Aldo Leopold - Economic Quotes
11 Sourced Quotes
One basic weakness in a conservation system based wholly on economic motives is that most members of the land community have no economic value. Wildflowers and songbirds are examples. Of the 22,000 higher plants and animals native to Wisconsin, it is doubtful whether more than 5 per cent can be sold, fed, eaten, or otherwise put to economic use. Yet these creatures are members of the biotic community, and if (as I believe) its stability depends on its integrity, they are entitled to continuance.
An ethic, ecologically, is a limitation on freedom of action in the struggle for existence. An ethic, philosophically, is a differentiation of social from anti-social conduct. These are two definitions of one thing. The thing has its origin in the tendency of interdependent individuals or groups to evolve modes of co-operation. The ecologist calls these symbioses. Politics and economics are advanced symbioses in which the original free-for-all competition has been replaced, in part, by co-operative mechanisms with an ethical content.
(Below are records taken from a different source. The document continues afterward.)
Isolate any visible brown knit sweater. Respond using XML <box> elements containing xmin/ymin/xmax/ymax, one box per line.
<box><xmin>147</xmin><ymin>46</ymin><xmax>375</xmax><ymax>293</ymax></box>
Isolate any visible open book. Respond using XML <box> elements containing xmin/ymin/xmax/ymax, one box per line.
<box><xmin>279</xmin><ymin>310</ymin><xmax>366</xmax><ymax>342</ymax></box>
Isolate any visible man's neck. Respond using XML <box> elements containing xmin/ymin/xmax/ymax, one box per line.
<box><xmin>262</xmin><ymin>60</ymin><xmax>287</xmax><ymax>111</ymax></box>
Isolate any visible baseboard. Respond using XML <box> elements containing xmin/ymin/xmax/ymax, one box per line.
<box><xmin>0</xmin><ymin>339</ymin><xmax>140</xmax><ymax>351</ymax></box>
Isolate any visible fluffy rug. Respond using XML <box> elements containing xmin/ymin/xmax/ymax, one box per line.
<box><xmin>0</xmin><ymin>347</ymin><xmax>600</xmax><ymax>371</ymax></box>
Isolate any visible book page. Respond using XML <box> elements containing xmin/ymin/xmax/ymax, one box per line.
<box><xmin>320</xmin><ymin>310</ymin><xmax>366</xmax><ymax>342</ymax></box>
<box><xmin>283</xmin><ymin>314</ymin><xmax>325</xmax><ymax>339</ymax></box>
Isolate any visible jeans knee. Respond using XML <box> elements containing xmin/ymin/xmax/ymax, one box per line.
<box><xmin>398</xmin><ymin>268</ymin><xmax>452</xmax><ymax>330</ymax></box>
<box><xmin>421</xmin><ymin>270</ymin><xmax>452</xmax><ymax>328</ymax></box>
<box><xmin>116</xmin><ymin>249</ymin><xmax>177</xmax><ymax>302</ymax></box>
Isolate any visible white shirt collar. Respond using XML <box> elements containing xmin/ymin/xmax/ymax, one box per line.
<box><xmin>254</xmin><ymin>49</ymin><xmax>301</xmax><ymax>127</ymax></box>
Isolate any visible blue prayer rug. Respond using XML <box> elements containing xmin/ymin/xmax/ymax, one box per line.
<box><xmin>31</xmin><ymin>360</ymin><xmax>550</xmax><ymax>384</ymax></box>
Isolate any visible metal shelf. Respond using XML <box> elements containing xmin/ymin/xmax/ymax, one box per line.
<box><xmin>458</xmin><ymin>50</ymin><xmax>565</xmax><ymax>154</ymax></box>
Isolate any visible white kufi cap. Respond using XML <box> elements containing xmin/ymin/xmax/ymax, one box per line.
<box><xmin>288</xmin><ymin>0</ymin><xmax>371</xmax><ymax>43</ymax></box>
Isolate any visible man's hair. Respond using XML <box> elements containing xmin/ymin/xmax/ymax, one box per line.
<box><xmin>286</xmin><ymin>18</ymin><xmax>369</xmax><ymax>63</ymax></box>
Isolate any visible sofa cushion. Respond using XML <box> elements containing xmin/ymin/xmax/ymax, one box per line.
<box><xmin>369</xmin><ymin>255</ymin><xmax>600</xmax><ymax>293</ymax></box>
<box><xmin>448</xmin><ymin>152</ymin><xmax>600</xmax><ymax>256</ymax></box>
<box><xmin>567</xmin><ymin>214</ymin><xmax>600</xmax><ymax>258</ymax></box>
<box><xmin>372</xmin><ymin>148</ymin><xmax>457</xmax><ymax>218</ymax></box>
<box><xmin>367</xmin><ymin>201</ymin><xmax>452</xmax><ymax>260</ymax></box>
What to do? I see only two courses open to the likes of us. One is to go live on locusts in the wilderness, if there is any wilderness left. The other is surreptitiously to set up within the economic Juggernaut certain new cogs and wheels whereby the residual love of nature, inherent even in Rotarians, may be made to recreate at least a fraction of those values which their love of "progress" is destroying. A briefer way to put it is: if we want Mr. Babbitt to rebuild outdoor America, we must let him use the same tools wherewith he destroyed it. He knows no other.